Parti le 25 juillet du port allemand de Bremerhaven avec 3 784 véhicules à bord, le porte-voitures Freemantle Highway a subi un violent incendie fin juillet.

L'occurrence des accidents à bord des navires, impliquant des batteries au lithium-ion, contraint les assureurs à sortir les lances à incendie. L'accident tragique du Freemantle Highway cet été a relancé les débats sur un (nouveau) risque apparu avec l'essor des ventes des véhicules électriques. L'IUMI s'empare du sujet. Mais avec beaucoup de nuances.

L’incendie à bord du Fremantle Highway au large des côtes néerlandaises fin juillet a relancé les débats sur l’occurrence d'un nouveau risque dans le transport maritime. Si l’origine restera indéterminée jusqu'à la fin de l'enquête pèse un fort soupçon quant à l’implication d'un véhicule électrique,

Parti le 25 juillet du port allemand de Bremerhaven, le porte-voitures d'une capacité de 6 210 CEU (car equivalent unit), affrété par K-Line, était à une trentaine de km au nord de l’île d’Ameland le 26 juillet quand un incendie s’est déclaré.

L’accident s’est soldé par un mort parmi les 23 membres de l’équipage et seize blessés. Très rapidement, les batteries électriques ont été pointées du doigt comme une potentielle origine du sinistre. Parmi les quelque 3 800 véhicules, des BMW, Mercedes, Volkswagen, Porsche, Audi et Lamborghini, dont près de 500 alimentés à l'électricité et la présence de batteries au cobalt et au lithium. Le tout au potentiel inflammable et explosif, toxique.

Une liste qui s'allonge

Le Fremantle Highway n’est que le dernier en date d’une longue série avec une accélération manifeste des sinistres dans la catégorie des porte-voitures depuis 2015  : Hoegh Xiamen (2 400 voitures d'occasion), Diamond Highway, plusieurs navires de la classe Grande de Grimaldi dont le Grande America, les Sincerity Ace et Felicity Ace, Baltic BreezeAuto Banner, Silver Sky ou encore le Courage.

Le Felicity Ace restera sans doute un marqueur dans le transport maritime de voitures. Le navire d'une capacité d'emport de 6 400 unités, exploité par une filiale de l’armateur japonais MOL, a pris feu mi-février 2022 au large de l'archipel portugais des Açores et a fini par sombrer avec ses 3 965 voitures après s'être consumé en mer pendant deux semaines.
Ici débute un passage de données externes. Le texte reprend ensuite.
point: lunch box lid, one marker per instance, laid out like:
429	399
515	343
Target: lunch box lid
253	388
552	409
Selon l’association Robin des Bois « au moins 400 voitures étaient électriques ou hybrides, équipés de packs de batteries au lithium chargées au moment du départ à 75 % »
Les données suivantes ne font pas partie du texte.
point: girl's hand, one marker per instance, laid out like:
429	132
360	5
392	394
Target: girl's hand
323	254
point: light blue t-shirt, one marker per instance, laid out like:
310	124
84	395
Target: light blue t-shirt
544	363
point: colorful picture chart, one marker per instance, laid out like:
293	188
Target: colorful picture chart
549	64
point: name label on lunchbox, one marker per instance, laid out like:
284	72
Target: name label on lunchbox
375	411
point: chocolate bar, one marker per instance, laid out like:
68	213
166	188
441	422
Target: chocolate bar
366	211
L’affaire a retenu l’attention pour la valeur de sa cargaison, estimée à plus 400 M$ (celle du Freemantle serait proche des 300 M$), du fait de la présence à bord de berlines de luxe.

Ayant connu un précédent avec le Sincerity Ace en 2018, le transporteur japonais a annoncé peu de temps après ne plus accepter à bord des voitures équipées de batterie au lithium. 

Les assureurs aux aguets

La récurrence des incidents a fini par alerter les assureurs. Avec l’essor de la voiture électrique, exportée principalement de Chine, de plus en plus de véhicules contenant des batteries lithium-ion seront transportés par mer.

Les véhicules électriques devraient égaler les ventes de véhicules à moteur à combustion interne d'ici à 2030, et les dépasser d'ici à 2040, d’après l'Association des constructeurs européens d'automobiles (ACEA).

Allianz Global Corporate & Specialty (AGCS) est plutôt en pointe sur le sujet, ayant déjà commis plusieurs rapports (Lithium-ion batteries: Fire risks and loss prevention measures in shipping) pour mettre en évidence les principaux risques induits par le transport des batteries, qu’elles soient embarquées dans des conteneurs ou équipant les véhicules.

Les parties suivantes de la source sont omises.